Bary mleczne serwują tanie dania głównie dlatego, że dostają dofinansowanie od Ministerstwa Finansów na produkty jarskie (np. mąka, mleko, jaja). Listę produktów zapisano w rozporządzeniu. Zwrot wynosi 40 proc. wartości zakupu. W zamian bar nie może sprzedawać tych przetworzonych produktów z marżą wyższą niż 30 proc. Rocznie z budżetu państwa idzie na takie dofinansowanie ok. 20 mln zł.
Tak wygląda to od strony formalnej. Ale faktycznie fiskus niechętnie patrzy na przyznawanie dotacji barom mlecznym. Izby skarbowe zaczynają kwestionować rozliczenia ich właścicieli. I tak bary obecnie nie mogą sprzedawać np. kotletów schabowych, a to dlatego, że urzędnicy uznali je za… wegetariańskie.
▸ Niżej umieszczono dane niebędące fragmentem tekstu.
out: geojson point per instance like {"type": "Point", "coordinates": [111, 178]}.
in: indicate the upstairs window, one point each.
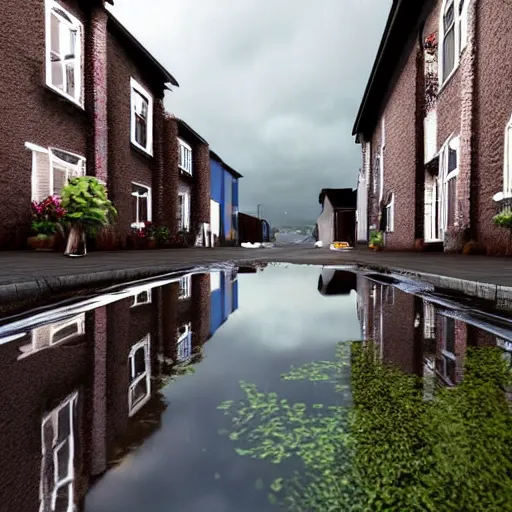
{"type": "Point", "coordinates": [52, 169]}
{"type": "Point", "coordinates": [185, 162]}
{"type": "Point", "coordinates": [64, 63]}
{"type": "Point", "coordinates": [142, 117]}
{"type": "Point", "coordinates": [184, 212]}
{"type": "Point", "coordinates": [453, 35]}
{"type": "Point", "coordinates": [141, 205]}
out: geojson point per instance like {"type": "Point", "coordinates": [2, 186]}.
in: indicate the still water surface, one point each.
{"type": "Point", "coordinates": [134, 401]}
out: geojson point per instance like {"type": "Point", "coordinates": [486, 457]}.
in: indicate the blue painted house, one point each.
{"type": "Point", "coordinates": [223, 298]}
{"type": "Point", "coordinates": [223, 201]}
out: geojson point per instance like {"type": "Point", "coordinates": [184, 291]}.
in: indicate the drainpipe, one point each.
{"type": "Point", "coordinates": [96, 85]}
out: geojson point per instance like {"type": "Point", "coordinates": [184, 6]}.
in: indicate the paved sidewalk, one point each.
{"type": "Point", "coordinates": [32, 276]}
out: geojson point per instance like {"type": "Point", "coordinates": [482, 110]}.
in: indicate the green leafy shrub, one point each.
{"type": "Point", "coordinates": [86, 203]}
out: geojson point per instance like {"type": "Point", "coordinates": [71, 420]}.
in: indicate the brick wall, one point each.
{"type": "Point", "coordinates": [31, 112]}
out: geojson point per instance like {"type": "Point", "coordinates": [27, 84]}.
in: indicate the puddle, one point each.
{"type": "Point", "coordinates": [251, 391]}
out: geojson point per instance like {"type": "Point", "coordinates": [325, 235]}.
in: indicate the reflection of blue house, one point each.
{"type": "Point", "coordinates": [223, 298]}
{"type": "Point", "coordinates": [223, 201]}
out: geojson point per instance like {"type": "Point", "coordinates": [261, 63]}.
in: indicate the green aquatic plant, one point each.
{"type": "Point", "coordinates": [388, 449]}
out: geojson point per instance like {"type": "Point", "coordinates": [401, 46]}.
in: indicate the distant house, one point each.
{"type": "Point", "coordinates": [337, 222]}
{"type": "Point", "coordinates": [223, 201]}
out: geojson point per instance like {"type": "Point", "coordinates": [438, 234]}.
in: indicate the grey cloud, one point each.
{"type": "Point", "coordinates": [273, 85]}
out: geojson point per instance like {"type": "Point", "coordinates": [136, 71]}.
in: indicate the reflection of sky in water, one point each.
{"type": "Point", "coordinates": [282, 320]}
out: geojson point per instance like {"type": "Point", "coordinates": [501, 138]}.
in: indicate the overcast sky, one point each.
{"type": "Point", "coordinates": [273, 85]}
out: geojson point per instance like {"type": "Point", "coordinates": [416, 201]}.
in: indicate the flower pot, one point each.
{"type": "Point", "coordinates": [76, 245]}
{"type": "Point", "coordinates": [42, 243]}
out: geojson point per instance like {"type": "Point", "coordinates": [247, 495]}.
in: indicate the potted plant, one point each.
{"type": "Point", "coordinates": [88, 209]}
{"type": "Point", "coordinates": [376, 240]}
{"type": "Point", "coordinates": [46, 223]}
{"type": "Point", "coordinates": [504, 220]}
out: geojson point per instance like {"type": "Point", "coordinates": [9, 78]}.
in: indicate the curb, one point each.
{"type": "Point", "coordinates": [501, 295]}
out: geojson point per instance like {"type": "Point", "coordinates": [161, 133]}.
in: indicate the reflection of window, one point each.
{"type": "Point", "coordinates": [184, 344]}
{"type": "Point", "coordinates": [429, 321]}
{"type": "Point", "coordinates": [185, 162]}
{"type": "Point", "coordinates": [142, 117]}
{"type": "Point", "coordinates": [58, 464]}
{"type": "Point", "coordinates": [140, 376]}
{"type": "Point", "coordinates": [142, 298]}
{"type": "Point", "coordinates": [447, 363]}
{"type": "Point", "coordinates": [53, 334]}
{"type": "Point", "coordinates": [63, 52]}
{"type": "Point", "coordinates": [141, 201]}
{"type": "Point", "coordinates": [185, 287]}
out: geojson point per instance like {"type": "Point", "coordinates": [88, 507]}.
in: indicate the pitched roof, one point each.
{"type": "Point", "coordinates": [339, 197]}
{"type": "Point", "coordinates": [138, 50]}
{"type": "Point", "coordinates": [401, 22]}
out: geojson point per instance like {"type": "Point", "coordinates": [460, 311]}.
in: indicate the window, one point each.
{"type": "Point", "coordinates": [142, 117]}
{"type": "Point", "coordinates": [139, 391]}
{"type": "Point", "coordinates": [45, 336]}
{"type": "Point", "coordinates": [141, 298]}
{"type": "Point", "coordinates": [141, 205]}
{"type": "Point", "coordinates": [52, 169]}
{"type": "Point", "coordinates": [449, 161]}
{"type": "Point", "coordinates": [185, 287]}
{"type": "Point", "coordinates": [56, 492]}
{"type": "Point", "coordinates": [507, 172]}
{"type": "Point", "coordinates": [184, 344]}
{"type": "Point", "coordinates": [64, 62]}
{"type": "Point", "coordinates": [390, 214]}
{"type": "Point", "coordinates": [185, 162]}
{"type": "Point", "coordinates": [453, 35]}
{"type": "Point", "coordinates": [184, 211]}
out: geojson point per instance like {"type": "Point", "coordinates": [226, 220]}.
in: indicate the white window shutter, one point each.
{"type": "Point", "coordinates": [464, 26]}
{"type": "Point", "coordinates": [41, 175]}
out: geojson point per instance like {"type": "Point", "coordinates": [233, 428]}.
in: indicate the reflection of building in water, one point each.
{"type": "Point", "coordinates": [336, 282]}
{"type": "Point", "coordinates": [81, 393]}
{"type": "Point", "coordinates": [223, 297]}
{"type": "Point", "coordinates": [417, 336]}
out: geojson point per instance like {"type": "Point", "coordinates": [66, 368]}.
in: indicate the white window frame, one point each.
{"type": "Point", "coordinates": [451, 143]}
{"type": "Point", "coordinates": [147, 195]}
{"type": "Point", "coordinates": [78, 170]}
{"type": "Point", "coordinates": [507, 162]}
{"type": "Point", "coordinates": [184, 222]}
{"type": "Point", "coordinates": [135, 87]}
{"type": "Point", "coordinates": [77, 25]}
{"type": "Point", "coordinates": [185, 290]}
{"type": "Point", "coordinates": [53, 416]}
{"type": "Point", "coordinates": [390, 215]}
{"type": "Point", "coordinates": [137, 302]}
{"type": "Point", "coordinates": [145, 343]}
{"type": "Point", "coordinates": [184, 351]}
{"type": "Point", "coordinates": [460, 34]}
{"type": "Point", "coordinates": [185, 156]}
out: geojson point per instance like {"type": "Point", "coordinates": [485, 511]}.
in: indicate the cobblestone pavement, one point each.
{"type": "Point", "coordinates": [27, 275]}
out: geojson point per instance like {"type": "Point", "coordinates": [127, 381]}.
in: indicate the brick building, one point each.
{"type": "Point", "coordinates": [92, 102]}
{"type": "Point", "coordinates": [435, 127]}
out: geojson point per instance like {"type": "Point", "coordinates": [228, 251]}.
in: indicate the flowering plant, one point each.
{"type": "Point", "coordinates": [47, 216]}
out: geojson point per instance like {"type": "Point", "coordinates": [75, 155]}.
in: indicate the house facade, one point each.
{"type": "Point", "coordinates": [93, 104]}
{"type": "Point", "coordinates": [337, 222]}
{"type": "Point", "coordinates": [435, 127]}
{"type": "Point", "coordinates": [223, 202]}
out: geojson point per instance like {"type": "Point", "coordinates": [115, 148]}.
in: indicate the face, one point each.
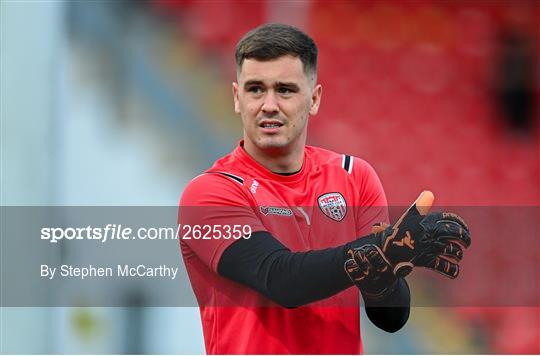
{"type": "Point", "coordinates": [274, 99]}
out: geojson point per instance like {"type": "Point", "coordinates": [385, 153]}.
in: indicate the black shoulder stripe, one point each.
{"type": "Point", "coordinates": [231, 176]}
{"type": "Point", "coordinates": [346, 162]}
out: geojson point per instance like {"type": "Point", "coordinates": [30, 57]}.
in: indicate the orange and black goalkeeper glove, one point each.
{"type": "Point", "coordinates": [370, 271]}
{"type": "Point", "coordinates": [421, 239]}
To jednak tylko początek walki z barami mlecznymi. Urzędnicy skarbówki zaczęli sprawdzać wcześniejsze – już zaakceptowane – rozliczenia i doszukują się w nich błędów, mimo że sami je podpisali!
Co stanowi problem dla urzędników? – Zupa gotowana na szyjkach indyczych. Galaretka, która składa się z żelatyny produkowanej z kości, także stała się daniem mięsnym– mówi właściciel jednego z barów mlecznych.
Urzędnicy, tropiąc błędy w rozliczeniach, domagają się zwrotów dotacji. Jak zwraca uwagę w rozmowie z portalem wp.pl doradca podatkowy, Krzysztof Kunowski fiskus przestaje traktować kukurydzę słodką jako zboże, co oznacza, że formalnie nie należy się jej dofinansowanie. Ci, którzy takie otrzymali będą musieli je zwrócić.
- Nawet status pietruszki się zmienił. Dotąd rozliczano tylko jej korzeń. Teraz uznano, że także nać powinna być dofinansowana. Jeśli bar mleczny tego nie robił, musi zwrócić całość dotacji przyznanej na wszystkie produkty w miesiącu, w którym zupę doprawiono posiekaną pietruszką– tłumaczy Krzysztof Kunowski.
Urzędnicy uznają, że dofinansowanie musi być na wszystko albo na nic. Jeśli więc pojawiła się jakaś nieprawidłowość w dofinansowaniu, to dotacja musi zostać cofnięta.
Skutki działania fiskusa są zatrważające – mimo, że prawo pozwala barom mlecznym otrzymywać dotacje, maleje liczba ich właścicieli, którzy składają stosowne wnioski w tej sprawie.